Backstory and Context
110 North Oak Avenue The residential structure was constructed in 1906 It represents a primarily Colonial Revival architectural style which was popular from 1880 -1960. The style characteristics include a symmetrical facade,1-2 stories, porch with columns, a medium pitched roof, side gables with narrow eaves or hipped roofs and dormers.
Originally, the property was owned by Charles Smith who built the Pioneer Store in 1880. The city founders, in the upstairs of the Pioneer Store building, planned the incorporation of the city. They voted to name the town Blue Spring City. However, when John Stillman filed for a post office, he registered the name as Orange City.

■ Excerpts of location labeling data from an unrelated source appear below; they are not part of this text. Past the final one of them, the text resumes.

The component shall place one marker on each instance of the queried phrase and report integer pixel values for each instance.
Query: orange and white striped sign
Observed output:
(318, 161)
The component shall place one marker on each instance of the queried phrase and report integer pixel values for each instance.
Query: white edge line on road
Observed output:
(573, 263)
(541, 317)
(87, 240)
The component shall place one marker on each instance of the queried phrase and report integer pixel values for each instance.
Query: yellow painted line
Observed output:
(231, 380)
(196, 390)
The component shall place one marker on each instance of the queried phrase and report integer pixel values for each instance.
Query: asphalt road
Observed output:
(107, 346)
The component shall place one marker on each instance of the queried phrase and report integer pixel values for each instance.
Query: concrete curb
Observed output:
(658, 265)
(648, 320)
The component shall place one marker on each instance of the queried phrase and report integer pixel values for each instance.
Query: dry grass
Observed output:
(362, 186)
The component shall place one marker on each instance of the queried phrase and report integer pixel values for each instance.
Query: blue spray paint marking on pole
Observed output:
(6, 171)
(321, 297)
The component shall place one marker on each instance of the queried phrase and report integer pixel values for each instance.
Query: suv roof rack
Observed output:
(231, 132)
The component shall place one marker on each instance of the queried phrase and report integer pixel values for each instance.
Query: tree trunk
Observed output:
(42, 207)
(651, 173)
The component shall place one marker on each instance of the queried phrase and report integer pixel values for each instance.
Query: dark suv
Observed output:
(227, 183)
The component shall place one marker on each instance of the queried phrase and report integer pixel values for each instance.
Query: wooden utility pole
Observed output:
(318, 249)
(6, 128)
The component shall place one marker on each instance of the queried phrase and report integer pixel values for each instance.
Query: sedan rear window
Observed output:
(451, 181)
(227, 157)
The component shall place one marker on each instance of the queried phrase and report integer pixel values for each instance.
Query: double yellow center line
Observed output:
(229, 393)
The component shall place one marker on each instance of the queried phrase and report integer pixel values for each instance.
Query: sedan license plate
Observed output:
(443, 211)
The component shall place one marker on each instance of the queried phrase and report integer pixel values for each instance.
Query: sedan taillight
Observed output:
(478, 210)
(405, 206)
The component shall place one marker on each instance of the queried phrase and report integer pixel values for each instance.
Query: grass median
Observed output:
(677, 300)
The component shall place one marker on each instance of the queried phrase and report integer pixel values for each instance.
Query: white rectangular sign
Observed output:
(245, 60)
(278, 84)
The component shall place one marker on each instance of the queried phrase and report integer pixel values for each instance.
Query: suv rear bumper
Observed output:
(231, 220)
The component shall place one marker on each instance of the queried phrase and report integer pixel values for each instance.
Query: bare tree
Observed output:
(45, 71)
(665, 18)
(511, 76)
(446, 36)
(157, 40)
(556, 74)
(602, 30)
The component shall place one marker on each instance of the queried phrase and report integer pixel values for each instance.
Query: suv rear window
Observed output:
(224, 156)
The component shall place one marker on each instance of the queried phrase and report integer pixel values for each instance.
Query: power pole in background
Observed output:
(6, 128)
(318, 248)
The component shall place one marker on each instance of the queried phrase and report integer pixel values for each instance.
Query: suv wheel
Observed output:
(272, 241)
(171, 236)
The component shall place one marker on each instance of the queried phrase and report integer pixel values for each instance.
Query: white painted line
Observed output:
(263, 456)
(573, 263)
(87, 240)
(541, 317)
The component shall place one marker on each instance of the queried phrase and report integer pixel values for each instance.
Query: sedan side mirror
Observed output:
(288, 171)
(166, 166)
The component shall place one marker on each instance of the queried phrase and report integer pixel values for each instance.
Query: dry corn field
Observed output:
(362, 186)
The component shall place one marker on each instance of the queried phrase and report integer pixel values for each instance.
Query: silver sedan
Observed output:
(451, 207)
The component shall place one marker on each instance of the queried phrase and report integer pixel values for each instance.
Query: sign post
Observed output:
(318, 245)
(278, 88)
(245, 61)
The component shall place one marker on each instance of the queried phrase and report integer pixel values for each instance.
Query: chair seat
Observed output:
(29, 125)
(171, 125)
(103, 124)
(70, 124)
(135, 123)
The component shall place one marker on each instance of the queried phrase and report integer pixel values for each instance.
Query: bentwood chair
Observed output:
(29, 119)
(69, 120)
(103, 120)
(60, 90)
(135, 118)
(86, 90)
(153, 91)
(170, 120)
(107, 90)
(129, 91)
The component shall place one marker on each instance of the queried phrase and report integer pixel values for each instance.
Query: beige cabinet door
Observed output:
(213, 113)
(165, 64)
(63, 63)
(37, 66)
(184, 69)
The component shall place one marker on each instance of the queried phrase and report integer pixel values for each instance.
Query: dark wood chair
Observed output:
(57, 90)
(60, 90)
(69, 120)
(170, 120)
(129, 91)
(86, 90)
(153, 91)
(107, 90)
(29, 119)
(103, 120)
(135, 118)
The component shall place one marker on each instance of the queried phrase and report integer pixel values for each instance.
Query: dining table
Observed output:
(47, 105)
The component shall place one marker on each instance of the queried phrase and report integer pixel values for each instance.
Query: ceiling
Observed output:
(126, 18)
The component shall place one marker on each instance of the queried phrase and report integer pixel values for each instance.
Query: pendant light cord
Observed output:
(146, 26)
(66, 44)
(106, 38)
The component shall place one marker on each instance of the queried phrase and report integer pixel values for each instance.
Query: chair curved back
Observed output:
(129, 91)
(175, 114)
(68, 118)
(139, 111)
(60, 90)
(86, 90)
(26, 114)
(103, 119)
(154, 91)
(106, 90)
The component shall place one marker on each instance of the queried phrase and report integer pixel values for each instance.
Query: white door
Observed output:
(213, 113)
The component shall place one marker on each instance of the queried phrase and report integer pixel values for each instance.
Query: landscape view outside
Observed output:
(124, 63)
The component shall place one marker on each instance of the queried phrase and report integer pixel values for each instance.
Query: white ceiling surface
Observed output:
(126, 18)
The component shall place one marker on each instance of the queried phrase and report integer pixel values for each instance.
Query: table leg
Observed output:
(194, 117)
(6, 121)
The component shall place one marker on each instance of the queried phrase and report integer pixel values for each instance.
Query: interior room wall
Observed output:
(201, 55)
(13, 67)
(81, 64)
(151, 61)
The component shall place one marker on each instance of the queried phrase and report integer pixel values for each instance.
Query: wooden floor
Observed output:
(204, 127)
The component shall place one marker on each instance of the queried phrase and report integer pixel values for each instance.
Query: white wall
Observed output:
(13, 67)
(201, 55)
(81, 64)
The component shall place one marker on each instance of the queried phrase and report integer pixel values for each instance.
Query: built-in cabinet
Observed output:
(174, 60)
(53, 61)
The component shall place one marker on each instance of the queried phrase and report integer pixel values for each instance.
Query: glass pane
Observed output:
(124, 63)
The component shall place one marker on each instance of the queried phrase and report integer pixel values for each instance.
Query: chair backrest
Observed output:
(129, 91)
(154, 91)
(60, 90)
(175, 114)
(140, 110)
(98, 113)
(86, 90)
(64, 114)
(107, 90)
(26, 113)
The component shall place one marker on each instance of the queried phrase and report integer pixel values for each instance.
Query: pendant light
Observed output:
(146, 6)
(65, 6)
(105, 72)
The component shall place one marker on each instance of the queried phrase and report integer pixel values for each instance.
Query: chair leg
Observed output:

In 1904, James and Nella Walden purchased the building, which had been vacant for some time and demolished it to build his house. The Walden House was said to be a very modern cottage fitted with all the modern conveniences. The home survived the devastating fire of 1909 that destroyed many of the buildings on North Oak and East Graves Avenues.
The grounds contain the original woven wire fence and hand formed concrete posts, which were used to keep roaming livestock out of the yard. It also boasts native landscaping, which includes azaleas and sable palms making this structure and site an excellent example of Orange City’s historic roots.
Orange City (2018).Tour of Historic Homes and Buildings Saturday, December 8,2012 [Brochure]. Orange City, FL
LaFleur, J.(Ed.). (2000). Our Story of Orange City, Florida. Florida: Village Improvement Association, Inc.